Here’s the first insight into usage of real bare metal Kubernetes clusters for application workloads from a networking point of view.

image

Since the last OpenStack Summit in Tokyo last November, we realized the impact that containers will have on the global community.

There has been a lot of talk about using containers and Kubernetes instead of standard virtual machines (VMs). There are a couple of reasons for the buzz: they are lightweight, easy and fast to deploy and developers love that they can easily develop, maintain, scale and roll-update their applications. At tcp cloud, because we focus on building private cloud solutions based on open-source technologies, we wanted to dive into Kubernetes to see if it can really be used in a production setup along or within the OpenStack-powered virtualization.

Kubernetes brings a new way to manage container-based workloads and enables similar features like OpenStack for VMs. If you start using Kubernetes, you quickly realize that you can deploy easily it in AWS, GCE or Vagrant, but what about your on-premise bare-metal deployment? How can you integrate it into your current OpenStack or virtualized infrastructure? Many blog posts and manuals document small clusters running in VMs with sample web applications, but none of them show real scenarios for bare-metal or enterprise performance workloads with integration in current network design. The most difficult part of architectural design is to properly design networking, just like with OpenStack. So we defined following networking requirements:

  • Multi tenancy – separation of containers workload is a basic requirement for every security policy standard. e.g. default Flannel networking only provides flat network architecture.
  • Multi-cloud support – not every workload is suitable for containers and you still need to put heavy loads like databases in VMs or even on bare metals. For this reason, a single control plane for the SDN is the best option.
  • Overlay – is related to multi-tenancy. Almost every OpenStack Neutron deployment uses some kind of overlays (VXLAN, GRE, MPLSoverGRE, MPLSoverUDP), and we have to be able inter-connect them.
  • Distributed routing engine – East-West and North-South traffic cannot go through one central software service. Network traffic has to go directly between OpenStack compute nodes and Kubernetes nodes. Providing routing on routers instead of proprietary gateway appliances is optimal.
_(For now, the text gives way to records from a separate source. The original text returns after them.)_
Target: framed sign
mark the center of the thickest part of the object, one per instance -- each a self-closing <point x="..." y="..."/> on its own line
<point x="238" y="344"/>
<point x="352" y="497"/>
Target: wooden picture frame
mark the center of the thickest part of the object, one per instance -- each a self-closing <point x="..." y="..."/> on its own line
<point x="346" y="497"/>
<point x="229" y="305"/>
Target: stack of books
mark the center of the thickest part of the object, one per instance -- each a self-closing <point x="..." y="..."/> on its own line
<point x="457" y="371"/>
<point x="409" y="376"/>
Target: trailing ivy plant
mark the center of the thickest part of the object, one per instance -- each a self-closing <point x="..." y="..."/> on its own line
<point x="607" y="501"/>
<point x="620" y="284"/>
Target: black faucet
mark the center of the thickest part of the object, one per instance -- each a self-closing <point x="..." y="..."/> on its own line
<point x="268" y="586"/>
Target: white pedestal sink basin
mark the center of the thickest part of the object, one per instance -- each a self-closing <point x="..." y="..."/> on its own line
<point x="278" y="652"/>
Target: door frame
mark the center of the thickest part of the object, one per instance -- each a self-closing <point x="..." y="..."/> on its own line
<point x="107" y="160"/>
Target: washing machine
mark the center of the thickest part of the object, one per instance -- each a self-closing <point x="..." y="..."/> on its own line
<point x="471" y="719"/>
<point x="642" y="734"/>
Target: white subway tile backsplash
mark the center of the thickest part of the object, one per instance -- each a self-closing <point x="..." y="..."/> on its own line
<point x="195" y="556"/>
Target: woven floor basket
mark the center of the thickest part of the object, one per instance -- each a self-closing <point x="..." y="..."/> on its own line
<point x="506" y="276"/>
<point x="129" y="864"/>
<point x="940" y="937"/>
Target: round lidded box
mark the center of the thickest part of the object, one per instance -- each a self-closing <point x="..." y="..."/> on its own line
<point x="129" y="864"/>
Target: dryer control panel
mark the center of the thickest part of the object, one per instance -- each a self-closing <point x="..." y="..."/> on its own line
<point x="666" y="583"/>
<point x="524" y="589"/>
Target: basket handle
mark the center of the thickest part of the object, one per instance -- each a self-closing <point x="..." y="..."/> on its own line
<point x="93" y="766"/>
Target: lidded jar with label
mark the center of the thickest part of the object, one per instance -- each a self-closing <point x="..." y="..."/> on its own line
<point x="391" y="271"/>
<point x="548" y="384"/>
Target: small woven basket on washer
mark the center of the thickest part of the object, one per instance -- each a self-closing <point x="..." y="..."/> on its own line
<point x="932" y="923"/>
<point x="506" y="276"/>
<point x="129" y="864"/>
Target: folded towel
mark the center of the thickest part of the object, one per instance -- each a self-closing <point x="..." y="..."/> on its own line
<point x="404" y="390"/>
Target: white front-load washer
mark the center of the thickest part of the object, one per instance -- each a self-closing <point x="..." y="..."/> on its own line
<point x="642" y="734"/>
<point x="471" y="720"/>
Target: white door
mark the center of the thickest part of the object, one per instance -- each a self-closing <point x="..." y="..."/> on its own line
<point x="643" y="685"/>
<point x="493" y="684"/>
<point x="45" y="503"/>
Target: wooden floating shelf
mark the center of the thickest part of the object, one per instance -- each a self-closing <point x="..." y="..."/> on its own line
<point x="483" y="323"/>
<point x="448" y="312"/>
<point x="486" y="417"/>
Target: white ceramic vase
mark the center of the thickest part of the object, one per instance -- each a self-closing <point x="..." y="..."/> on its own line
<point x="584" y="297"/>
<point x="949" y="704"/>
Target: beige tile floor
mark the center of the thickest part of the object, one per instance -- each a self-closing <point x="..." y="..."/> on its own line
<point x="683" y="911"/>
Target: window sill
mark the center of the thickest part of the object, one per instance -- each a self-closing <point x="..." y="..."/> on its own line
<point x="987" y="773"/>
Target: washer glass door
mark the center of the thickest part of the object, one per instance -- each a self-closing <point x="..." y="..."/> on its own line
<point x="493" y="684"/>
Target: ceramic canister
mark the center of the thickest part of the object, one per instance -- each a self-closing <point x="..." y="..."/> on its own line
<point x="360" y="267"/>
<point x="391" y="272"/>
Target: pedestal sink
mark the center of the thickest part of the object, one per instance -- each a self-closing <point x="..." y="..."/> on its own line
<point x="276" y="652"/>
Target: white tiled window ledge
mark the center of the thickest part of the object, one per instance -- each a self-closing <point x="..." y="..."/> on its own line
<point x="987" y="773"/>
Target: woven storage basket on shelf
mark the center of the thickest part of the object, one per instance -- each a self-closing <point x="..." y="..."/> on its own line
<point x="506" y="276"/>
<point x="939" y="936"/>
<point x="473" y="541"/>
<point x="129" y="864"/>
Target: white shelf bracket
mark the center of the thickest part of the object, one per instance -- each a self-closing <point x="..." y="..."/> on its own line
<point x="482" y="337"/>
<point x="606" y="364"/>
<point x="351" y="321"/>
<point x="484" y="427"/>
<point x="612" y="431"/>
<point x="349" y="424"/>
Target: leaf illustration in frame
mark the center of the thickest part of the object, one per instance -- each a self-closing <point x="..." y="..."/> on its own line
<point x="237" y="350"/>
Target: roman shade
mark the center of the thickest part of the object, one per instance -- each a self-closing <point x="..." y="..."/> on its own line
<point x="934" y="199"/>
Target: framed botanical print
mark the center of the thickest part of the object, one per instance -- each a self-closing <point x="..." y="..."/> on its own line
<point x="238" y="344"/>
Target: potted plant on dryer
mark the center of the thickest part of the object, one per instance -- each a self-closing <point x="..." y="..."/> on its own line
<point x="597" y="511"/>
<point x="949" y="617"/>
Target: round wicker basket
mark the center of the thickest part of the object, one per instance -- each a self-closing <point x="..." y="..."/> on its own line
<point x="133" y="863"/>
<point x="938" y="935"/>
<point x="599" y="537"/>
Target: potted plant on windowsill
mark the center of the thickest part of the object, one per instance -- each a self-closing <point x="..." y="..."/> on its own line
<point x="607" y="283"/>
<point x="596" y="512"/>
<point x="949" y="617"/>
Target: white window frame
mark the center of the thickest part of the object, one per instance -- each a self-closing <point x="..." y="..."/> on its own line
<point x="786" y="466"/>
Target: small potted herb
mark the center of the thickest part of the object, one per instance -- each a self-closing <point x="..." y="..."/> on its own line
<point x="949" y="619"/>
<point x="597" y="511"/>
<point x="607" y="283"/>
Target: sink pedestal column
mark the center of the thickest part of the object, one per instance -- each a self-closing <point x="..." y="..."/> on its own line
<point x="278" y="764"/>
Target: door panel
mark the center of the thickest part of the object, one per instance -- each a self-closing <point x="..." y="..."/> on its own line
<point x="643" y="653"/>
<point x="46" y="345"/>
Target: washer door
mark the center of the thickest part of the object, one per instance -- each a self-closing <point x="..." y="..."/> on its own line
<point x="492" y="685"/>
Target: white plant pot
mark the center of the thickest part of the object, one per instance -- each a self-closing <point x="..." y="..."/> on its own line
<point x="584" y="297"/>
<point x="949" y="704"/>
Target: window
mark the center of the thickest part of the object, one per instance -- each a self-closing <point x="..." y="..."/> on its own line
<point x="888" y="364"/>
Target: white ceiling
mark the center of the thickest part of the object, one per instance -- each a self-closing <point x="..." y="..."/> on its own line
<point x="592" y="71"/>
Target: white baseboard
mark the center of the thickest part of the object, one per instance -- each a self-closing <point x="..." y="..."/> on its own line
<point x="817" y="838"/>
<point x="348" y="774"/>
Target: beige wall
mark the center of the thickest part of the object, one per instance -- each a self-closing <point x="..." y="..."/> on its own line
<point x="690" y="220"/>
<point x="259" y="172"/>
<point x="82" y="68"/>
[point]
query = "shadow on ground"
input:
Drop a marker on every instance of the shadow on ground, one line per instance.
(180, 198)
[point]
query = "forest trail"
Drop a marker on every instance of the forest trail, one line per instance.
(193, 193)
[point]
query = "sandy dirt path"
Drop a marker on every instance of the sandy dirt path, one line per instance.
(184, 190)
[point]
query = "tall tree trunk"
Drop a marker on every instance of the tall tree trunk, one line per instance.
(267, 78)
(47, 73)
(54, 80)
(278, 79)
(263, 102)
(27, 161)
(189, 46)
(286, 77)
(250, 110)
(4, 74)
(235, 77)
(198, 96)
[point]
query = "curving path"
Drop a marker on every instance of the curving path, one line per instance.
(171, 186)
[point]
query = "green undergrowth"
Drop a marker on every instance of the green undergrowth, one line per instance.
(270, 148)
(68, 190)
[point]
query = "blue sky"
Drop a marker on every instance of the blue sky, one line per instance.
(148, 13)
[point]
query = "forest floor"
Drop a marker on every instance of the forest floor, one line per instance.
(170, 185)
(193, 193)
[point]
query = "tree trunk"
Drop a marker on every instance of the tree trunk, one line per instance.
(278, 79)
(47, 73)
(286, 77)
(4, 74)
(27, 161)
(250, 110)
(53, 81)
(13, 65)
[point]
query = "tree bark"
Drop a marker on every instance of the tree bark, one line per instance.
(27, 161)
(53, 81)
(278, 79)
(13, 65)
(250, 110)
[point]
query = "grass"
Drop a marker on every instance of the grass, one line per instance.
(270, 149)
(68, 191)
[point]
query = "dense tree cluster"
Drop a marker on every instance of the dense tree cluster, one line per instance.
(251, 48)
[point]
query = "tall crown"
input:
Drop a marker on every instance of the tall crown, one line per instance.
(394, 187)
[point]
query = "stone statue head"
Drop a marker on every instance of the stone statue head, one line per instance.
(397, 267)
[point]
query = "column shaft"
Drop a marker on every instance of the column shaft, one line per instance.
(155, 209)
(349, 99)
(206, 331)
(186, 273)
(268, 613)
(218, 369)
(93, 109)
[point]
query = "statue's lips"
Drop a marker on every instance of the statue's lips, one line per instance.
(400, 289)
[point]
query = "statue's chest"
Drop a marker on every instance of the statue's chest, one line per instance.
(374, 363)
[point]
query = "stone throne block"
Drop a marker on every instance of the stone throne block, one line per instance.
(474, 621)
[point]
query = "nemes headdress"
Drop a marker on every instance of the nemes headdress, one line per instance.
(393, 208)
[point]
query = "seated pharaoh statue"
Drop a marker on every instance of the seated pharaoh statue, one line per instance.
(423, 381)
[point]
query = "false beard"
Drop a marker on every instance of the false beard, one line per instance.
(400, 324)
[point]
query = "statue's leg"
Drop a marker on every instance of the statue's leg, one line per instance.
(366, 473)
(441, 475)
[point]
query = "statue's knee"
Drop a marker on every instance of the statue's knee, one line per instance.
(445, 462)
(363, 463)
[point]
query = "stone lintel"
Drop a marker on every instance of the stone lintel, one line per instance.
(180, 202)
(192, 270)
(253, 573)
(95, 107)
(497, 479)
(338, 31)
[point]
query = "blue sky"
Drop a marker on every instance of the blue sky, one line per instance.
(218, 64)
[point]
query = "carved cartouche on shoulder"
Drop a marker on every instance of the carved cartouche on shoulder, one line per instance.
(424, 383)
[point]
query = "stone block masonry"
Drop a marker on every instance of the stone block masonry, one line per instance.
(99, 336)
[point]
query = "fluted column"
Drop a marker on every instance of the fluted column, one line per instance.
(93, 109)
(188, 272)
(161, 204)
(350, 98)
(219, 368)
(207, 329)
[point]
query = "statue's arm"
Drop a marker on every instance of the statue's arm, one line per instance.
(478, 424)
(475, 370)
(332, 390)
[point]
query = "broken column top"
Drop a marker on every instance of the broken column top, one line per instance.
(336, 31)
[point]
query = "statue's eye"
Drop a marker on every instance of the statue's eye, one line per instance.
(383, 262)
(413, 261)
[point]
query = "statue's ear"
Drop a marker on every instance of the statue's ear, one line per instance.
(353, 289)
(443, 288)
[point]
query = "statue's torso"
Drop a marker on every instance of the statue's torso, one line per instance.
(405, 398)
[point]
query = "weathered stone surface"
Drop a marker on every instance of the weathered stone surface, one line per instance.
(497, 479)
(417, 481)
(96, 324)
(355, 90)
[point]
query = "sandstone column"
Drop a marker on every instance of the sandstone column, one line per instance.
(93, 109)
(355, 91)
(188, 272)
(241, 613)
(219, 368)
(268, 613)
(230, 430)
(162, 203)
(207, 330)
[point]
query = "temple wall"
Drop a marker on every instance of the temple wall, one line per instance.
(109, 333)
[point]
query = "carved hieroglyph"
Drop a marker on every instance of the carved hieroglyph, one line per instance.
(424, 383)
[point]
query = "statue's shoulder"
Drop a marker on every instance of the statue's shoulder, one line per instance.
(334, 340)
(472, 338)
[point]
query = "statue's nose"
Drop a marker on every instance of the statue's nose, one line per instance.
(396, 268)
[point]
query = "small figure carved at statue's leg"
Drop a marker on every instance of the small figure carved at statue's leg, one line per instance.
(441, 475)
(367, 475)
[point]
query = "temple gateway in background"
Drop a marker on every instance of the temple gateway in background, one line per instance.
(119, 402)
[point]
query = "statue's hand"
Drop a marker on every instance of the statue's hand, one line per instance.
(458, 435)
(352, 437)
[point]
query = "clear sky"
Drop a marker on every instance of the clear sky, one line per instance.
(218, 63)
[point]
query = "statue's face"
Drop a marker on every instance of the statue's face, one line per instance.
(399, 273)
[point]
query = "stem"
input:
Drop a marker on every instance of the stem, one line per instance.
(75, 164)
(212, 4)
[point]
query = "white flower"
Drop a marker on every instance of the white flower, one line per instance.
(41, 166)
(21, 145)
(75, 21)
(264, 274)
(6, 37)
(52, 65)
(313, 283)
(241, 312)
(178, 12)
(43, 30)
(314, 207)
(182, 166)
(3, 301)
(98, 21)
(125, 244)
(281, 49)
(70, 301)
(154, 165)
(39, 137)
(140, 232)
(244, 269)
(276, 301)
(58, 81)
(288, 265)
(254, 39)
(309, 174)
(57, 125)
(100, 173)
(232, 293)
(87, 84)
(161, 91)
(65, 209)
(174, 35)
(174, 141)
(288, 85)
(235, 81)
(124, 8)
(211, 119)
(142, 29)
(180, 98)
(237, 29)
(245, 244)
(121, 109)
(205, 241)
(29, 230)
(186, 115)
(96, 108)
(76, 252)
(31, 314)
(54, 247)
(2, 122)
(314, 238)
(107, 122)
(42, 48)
Based on these requirements, we decided to start using OpenContrail SDN first and our mission was to integrate OpenStack workloads with Kubernetes, then find a suitable application stack for the actual load testing.

OpenContrail overview

OpenContrail is an open source SDN and NFV solution, which has had tight ties to OpenStack since Havana. It was one of the first production ready Neutron plugins along with Nicira (now VMware NSX-VH) and last summit’s survey showed it is the second most deployed solution after OpenVwitch and first of the vendor-based solutions. OpenContrail has integrations to OpenStack, VMware, Docker and Kubernetes.

The Kubernetes network plugin, kube-network-manager, has been under development since the OpenStack Summit in Vancouver last year and its first announcement was released at the end of the year.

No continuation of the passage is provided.